Plus de dix mille Algériens sont interpellés. Ils sont internés au palais des Sports, au Parc des Expositions, au stade de Coubertin, au Centre d’Identification de Vincennes, pendant près de quatre jours. Quatre jours pendant lesquels les violences continuent. A leur arrivée, les manifestants sont systématiquement battus. Dans l’enceinte des lieux d’internement, on assiste à des exécutions et nombreux sont ceux qui meurent de blessures non soignées. Au lendemain de la manifestation, le bilan officiel est de deux morts algériens. Il fait état de « tirs échangés » entre la police et les manifestants. Malgré les efforts de quelques parlementaires, le gouvernement empêche la création d’une commission d’enquête. Aucune des plaintes déposées n’aboutira.

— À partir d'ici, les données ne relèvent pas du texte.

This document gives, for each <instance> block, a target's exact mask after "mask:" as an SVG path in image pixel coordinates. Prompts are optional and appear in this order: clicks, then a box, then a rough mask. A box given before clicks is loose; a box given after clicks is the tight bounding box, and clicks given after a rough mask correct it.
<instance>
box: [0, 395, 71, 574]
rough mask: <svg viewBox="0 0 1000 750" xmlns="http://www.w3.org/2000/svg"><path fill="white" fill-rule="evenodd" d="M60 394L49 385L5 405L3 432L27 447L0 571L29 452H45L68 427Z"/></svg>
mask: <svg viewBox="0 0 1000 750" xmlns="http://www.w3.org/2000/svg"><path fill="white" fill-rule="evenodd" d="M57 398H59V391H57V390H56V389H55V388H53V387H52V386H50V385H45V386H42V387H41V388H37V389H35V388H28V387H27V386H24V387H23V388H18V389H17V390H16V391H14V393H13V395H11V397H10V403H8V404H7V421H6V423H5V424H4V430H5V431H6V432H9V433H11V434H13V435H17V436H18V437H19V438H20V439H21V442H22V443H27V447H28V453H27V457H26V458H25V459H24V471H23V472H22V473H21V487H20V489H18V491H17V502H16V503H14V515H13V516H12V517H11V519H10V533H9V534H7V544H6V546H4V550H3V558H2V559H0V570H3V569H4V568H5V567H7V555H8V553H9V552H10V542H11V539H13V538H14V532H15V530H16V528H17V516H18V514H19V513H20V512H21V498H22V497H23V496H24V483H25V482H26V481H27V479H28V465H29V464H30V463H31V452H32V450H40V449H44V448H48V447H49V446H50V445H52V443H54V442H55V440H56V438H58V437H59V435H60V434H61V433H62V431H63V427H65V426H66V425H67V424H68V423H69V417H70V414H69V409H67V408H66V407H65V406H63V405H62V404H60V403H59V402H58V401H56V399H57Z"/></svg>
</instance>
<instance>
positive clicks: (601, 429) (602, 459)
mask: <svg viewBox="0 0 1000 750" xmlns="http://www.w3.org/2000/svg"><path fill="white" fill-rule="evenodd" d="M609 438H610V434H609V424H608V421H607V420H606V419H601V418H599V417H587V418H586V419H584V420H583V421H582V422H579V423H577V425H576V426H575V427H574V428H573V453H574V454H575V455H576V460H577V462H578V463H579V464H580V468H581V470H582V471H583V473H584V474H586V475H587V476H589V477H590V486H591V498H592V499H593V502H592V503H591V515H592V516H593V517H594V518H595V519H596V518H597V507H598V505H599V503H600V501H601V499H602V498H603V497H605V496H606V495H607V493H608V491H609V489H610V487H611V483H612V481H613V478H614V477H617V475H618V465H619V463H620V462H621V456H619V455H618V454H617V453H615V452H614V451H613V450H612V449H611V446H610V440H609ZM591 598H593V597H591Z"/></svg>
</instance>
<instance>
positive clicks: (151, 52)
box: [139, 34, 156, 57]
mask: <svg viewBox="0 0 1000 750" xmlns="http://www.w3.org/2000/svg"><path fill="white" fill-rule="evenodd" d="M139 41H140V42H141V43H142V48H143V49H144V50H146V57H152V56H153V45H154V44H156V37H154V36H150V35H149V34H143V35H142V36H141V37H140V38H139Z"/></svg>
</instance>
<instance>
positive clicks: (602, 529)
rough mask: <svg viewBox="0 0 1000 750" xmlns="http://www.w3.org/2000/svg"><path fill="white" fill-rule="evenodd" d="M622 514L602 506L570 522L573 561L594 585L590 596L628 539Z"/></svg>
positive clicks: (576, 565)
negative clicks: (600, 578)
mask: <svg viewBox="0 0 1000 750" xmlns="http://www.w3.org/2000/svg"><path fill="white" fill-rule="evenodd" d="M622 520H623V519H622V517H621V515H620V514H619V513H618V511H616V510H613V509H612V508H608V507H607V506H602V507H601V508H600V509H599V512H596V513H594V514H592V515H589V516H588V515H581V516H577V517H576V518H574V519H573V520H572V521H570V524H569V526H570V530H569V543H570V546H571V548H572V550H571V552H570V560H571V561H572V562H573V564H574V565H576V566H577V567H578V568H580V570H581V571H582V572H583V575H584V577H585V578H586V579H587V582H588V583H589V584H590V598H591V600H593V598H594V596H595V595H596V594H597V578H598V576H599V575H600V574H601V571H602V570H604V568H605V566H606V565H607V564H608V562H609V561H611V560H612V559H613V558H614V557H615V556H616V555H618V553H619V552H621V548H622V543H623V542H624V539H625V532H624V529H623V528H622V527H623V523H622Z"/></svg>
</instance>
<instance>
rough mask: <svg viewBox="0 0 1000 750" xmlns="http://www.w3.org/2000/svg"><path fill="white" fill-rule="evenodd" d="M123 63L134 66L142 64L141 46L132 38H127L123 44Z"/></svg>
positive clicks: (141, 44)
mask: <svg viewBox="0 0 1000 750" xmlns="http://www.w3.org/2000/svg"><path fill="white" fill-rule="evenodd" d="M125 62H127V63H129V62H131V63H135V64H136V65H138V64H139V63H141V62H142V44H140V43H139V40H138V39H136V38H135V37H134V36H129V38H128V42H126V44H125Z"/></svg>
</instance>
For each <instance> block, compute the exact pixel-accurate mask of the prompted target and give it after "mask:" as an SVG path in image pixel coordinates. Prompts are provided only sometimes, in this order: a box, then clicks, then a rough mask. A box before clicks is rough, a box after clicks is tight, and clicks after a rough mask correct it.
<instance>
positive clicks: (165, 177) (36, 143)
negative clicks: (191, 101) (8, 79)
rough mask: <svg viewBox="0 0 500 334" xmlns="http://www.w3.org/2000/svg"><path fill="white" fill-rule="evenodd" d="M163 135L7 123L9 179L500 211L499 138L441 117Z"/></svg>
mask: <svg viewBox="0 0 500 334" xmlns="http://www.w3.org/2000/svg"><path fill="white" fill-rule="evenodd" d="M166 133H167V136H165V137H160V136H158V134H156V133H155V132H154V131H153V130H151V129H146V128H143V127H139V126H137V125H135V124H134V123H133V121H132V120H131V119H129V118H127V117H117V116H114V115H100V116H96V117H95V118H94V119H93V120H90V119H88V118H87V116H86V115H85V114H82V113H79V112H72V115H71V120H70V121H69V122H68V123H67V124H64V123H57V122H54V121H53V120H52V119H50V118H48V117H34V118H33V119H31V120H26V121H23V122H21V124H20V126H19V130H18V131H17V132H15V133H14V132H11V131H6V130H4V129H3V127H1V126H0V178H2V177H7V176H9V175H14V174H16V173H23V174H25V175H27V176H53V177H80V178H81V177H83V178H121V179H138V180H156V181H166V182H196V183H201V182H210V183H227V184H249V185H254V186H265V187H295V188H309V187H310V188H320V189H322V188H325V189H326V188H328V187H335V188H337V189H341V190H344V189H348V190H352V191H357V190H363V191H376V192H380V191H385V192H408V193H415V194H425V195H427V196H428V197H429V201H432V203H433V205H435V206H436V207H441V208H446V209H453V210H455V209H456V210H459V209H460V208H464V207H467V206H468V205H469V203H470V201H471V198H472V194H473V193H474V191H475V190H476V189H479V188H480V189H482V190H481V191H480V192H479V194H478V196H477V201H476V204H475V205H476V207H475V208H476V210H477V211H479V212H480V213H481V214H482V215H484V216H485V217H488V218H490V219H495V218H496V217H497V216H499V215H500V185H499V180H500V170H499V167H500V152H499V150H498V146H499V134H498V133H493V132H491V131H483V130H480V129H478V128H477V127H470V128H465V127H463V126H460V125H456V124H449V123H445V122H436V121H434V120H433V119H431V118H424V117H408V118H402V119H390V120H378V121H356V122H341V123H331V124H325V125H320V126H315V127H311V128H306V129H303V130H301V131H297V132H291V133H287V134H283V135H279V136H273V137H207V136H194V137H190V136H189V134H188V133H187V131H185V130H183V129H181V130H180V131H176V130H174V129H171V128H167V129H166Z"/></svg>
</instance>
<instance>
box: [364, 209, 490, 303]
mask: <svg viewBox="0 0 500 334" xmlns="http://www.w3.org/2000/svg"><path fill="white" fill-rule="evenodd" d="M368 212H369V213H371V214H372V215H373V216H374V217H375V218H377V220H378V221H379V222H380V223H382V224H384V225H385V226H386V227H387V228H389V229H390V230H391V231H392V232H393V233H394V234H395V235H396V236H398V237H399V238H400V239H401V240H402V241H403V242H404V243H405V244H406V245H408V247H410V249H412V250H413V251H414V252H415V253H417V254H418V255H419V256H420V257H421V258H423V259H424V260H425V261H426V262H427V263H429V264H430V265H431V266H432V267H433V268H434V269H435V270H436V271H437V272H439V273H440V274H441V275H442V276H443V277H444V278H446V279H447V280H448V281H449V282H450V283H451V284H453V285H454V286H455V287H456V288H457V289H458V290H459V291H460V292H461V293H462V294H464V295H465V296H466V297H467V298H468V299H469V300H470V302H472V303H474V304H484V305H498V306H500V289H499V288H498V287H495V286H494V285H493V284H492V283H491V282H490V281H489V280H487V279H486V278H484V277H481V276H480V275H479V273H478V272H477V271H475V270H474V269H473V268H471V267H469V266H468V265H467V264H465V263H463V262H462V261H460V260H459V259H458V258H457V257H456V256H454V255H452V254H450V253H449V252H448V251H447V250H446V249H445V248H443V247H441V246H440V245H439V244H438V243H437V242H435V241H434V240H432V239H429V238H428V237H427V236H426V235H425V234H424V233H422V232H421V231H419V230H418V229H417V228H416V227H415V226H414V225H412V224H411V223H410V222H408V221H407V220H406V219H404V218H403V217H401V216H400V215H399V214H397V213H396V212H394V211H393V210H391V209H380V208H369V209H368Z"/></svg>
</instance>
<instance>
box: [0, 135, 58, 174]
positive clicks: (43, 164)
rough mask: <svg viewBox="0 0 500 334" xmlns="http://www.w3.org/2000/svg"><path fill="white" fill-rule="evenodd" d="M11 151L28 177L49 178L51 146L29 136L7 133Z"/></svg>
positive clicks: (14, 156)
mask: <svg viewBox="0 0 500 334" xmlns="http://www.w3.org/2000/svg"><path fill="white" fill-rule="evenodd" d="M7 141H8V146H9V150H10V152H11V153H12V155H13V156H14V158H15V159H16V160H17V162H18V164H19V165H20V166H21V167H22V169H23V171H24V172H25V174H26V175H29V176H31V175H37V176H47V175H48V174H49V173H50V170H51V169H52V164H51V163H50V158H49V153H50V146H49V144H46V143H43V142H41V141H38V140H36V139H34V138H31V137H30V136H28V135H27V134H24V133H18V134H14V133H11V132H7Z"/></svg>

S’il n’est pas possible de déterminer exactement combien d’Algériens furent tués le 17 octobre 1961 et les jours qui suivirent, il reste que le chiffre de plusieurs centaines de morts, avancé par J-L. Einaudi dans son livre La Bataille de Paris à partir de l’étude de registres de cimetières, de témoignages et de documents internes du F.L.N., est le plus vraisemblable. De nombreuses archives administratives qui auraient été essentielles au dénombrement des victimes ont aujourd’hui disparu. Ceci explique pourquoi le rapport Mandelkern - commandité par le gouvernement et rendu public en 1998 - et le livre de J-P. Brunet, qui tous deux se fondent sur les archives existantes de la préfecture de Police, concluent à un nombre de morts bien inférieur - autour d’une quarantaine. Le rapport Mandelkern reprend du reste à son compte la version selon laquelle des tirs auraient été échangés entre les manifestants et la police.